Outcome measures can provide a clearer picture of what you can expect from a treatment.
Primary outcome measures
Dose limiting toxicity (DLT) of PEOX-based polymer encapsulated paclitaxel FID-007 (FID-007)
Incidence of adverse events
Secondary outcome measures
Clinical anti-tumor response (Complete Response [CR] and Partial Response [PR])

Side effects data

From 2023 Phase 2 trial • 2 Patients • NCT03477396
100%
Cough
100%
Fatigue
100%
Alanine aminotransferase increased
100%
Aspartate aminotransferase increased
100%
Neutrophil count decreased
100%
White blood cell decreased
100%
Hyponatremia
100%
Alkaline phosphatase increased
100%
Nausea
50%
Dyspnea
50%
Rash acneiform
50%
Alopecia
50%
Hot flashes
50%
Dry skin
50%
Anxiety
50%
Epistaxis
50%
Sore throat
50%
left upper eyelid droop
50%
Anorexia
50%
Constipation
50%
Dyspepsia
50%
Chills
50%
Pain
50%
Edema limbs
50%
blood in stool
50%
Upper respiratory infection
50%
Cholesterol high
50%
Creatinine increased
50%
Lymphocyte count decreased
50%
Platelet count decreased
50%
Hyperglycemia
50%
Hyperkalemia
50%
Hypertriglyceridemia
50%
Hypoalbuminemia
50%
Hypoglycemia
50%
Arthralgia
50%
Osteoporosis
50%
Headache
50%
Memory impairment
50%
Depression
50%
Vomiting
50%
Gastroesophageal reflux disease
50%
Anemia
50%
Diarrhea
100%
80%
60%
40%
20%
0%
Study treatment Arm
Treatment (Ribociclib, Aromatase Inhibitor)

Trial Design

1Treatment groups
Experimental Treatment
Group I: Treatment (FID-007)Experimental Treatment3 Interventions
Participants receive FID-007 IV over 60 minutes on days 1, 8 and 15. Courses repeat every 28 days in the absence of disease progression or unacceptable toxicity.

Find a Location

Who is running the clinical trial?

University of Southern CaliforniaLead Sponsor
900 Previous Clinical Trials
1,595,587 Total Patients Enrolled
National Cancer Institute (NCI)NIH
13,627 Previous Clinical Trials
40,927,799 Total Patients Enrolled
Anthony El-Khoueiry, MDPrincipal InvestigatorUniversity of Southern California
5 Previous Clinical Trials
203 Total Patients Enrolled

Media Library

PEOX-based Polymer Encapsulated Paclitaxel FID-007 (Anti-microtubule agent) Clinical Trial Eligibility Overview.
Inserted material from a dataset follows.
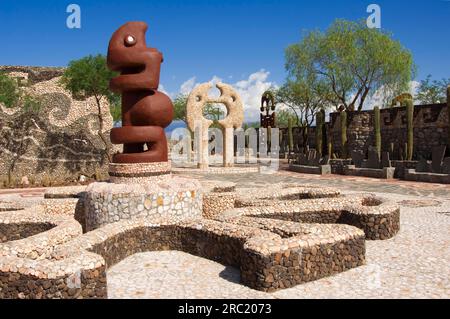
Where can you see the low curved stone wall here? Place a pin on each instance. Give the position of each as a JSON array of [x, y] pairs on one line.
[[174, 198], [380, 219]]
Trial Name: NCT03537690 — Phase 1
Cancer Clinical Trial 2023: PEOX-based Polymer Encapsulated Paclitaxel FID-007 Highlights & Side Effects. Trial Name: NCT03537690 — Phase 1
Cancer Research Study Groups: Treatment (FID-007)
PEOX-based Polymer Encapsulated Paclitaxel FID-007 (Anti-microtubule agent) 2023 Treatment Timeline for Medical Study. Trial Name: NCT03537690 — Phase 1

Frequently Asked Questions

These questions and answers are submitted by anonymous patients, and have not been verified by our internal team.

What purpose do Pharmacokinetic Studies typically serve?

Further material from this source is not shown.